No tak, uczyć wszystkiego od początku to trochę strata czasu...:)
Zwłaszcza jeśli ktoś ma większe wymagania w łóżku i potrzebuje kogoś kto zna się na rzeczy i na niektórych sztuczkach, a w tym i owym ma nawet wprawę.
Myślę ze na cierpliwość w tej kwestii stać tylko bardzo zakochanego faceta - i taki naprawdę będzie chciał być pierwszym dla swojej wybranki.

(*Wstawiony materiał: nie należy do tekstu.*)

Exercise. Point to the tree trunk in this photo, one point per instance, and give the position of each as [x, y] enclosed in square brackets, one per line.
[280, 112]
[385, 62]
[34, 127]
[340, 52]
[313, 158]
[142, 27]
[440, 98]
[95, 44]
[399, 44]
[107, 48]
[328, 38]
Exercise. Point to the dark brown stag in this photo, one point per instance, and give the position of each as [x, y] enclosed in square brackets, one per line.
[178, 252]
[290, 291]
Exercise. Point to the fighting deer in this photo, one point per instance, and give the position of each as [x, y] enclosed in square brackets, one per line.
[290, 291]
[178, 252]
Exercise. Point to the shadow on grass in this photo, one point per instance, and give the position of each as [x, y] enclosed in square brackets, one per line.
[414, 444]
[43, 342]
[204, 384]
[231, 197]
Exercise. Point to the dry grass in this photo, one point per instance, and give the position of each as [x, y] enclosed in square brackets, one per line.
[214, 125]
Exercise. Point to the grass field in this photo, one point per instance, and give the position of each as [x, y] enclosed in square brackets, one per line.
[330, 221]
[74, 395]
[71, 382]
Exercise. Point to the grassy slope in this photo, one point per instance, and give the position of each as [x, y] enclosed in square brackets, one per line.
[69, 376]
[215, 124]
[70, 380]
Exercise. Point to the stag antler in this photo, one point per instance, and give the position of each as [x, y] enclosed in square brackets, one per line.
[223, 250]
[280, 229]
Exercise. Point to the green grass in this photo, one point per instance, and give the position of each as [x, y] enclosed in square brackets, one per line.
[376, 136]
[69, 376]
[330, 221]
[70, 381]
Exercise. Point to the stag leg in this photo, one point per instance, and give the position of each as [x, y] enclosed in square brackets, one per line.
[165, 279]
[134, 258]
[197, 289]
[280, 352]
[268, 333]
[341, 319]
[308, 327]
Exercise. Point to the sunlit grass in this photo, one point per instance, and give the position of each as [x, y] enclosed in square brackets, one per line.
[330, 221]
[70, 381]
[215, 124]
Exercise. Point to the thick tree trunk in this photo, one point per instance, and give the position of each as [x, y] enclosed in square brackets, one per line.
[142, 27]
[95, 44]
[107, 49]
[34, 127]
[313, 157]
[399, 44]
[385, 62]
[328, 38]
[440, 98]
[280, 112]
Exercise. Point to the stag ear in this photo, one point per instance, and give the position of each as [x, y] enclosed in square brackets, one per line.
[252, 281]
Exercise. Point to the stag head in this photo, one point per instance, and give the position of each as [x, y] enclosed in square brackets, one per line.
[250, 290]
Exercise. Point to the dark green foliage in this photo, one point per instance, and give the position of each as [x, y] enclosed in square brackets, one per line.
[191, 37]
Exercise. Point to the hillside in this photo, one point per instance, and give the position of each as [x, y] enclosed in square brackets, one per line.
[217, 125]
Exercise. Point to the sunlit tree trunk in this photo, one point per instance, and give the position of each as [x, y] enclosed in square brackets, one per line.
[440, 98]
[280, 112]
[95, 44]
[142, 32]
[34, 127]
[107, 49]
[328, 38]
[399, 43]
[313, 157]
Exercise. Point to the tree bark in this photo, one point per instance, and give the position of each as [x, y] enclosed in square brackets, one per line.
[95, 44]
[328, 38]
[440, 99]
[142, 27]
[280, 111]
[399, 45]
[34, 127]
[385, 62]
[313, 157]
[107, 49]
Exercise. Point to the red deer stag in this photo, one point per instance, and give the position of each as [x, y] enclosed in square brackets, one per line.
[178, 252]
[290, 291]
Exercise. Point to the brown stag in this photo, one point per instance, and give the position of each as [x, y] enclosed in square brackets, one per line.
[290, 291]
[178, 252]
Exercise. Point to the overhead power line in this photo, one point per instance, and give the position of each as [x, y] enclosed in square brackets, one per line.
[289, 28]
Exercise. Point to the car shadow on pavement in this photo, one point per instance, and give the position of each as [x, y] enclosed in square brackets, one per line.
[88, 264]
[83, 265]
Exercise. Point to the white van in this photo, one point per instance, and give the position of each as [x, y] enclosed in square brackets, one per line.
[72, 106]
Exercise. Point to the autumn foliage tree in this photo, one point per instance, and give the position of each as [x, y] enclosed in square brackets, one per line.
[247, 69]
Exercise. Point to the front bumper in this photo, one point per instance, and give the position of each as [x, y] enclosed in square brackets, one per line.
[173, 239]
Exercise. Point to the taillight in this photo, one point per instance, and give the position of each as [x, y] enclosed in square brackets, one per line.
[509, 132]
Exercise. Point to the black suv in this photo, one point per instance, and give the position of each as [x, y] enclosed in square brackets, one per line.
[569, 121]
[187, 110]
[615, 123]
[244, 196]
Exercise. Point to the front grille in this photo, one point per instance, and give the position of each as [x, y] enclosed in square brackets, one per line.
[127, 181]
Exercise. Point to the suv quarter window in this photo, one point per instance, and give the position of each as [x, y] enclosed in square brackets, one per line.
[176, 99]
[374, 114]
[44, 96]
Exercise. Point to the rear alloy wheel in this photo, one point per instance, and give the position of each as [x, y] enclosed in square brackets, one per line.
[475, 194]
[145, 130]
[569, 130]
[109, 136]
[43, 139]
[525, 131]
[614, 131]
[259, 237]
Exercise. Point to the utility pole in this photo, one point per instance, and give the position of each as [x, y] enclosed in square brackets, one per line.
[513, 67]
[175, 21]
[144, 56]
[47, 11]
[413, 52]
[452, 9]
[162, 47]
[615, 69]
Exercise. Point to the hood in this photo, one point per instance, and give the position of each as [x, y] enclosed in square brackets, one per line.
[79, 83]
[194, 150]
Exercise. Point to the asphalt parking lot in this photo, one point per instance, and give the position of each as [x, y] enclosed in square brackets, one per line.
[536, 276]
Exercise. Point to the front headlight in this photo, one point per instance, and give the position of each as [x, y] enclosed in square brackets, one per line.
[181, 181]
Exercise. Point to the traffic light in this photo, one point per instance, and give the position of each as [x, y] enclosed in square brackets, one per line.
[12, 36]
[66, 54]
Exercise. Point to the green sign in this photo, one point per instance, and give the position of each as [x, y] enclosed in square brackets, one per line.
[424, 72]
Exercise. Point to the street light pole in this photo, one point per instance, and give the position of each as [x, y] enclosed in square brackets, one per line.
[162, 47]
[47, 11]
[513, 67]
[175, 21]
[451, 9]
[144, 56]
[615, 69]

Inni po prostu traktują kobietę jak źródło zaspokojenia swoich pragnień i liczy się dla nich głównie przyjemność. Brutalna prawda - i nawet ich rozumiem.
No, ale wielu mężczyzn, którzy mają zwyczaj oglądać filmy przejmuje sposób traktowania kobiety tam pokazany - w ich mniemaniu skoro kobieta na filmie odczuwa rozkosz dzięku gwałtownym ruchom itd. to dlaczego ta obok w łózku ma nie odczuwać? Skoro panie na filmie lubią szybko i mocno, no i zawsze mają ochotę.
Kazdy czlowiek podchodzi do tego inaczej...:)
No to ja znam takich, którzy od gówniarza z filmów się "uczyli" jakie są kobiety i co lubią.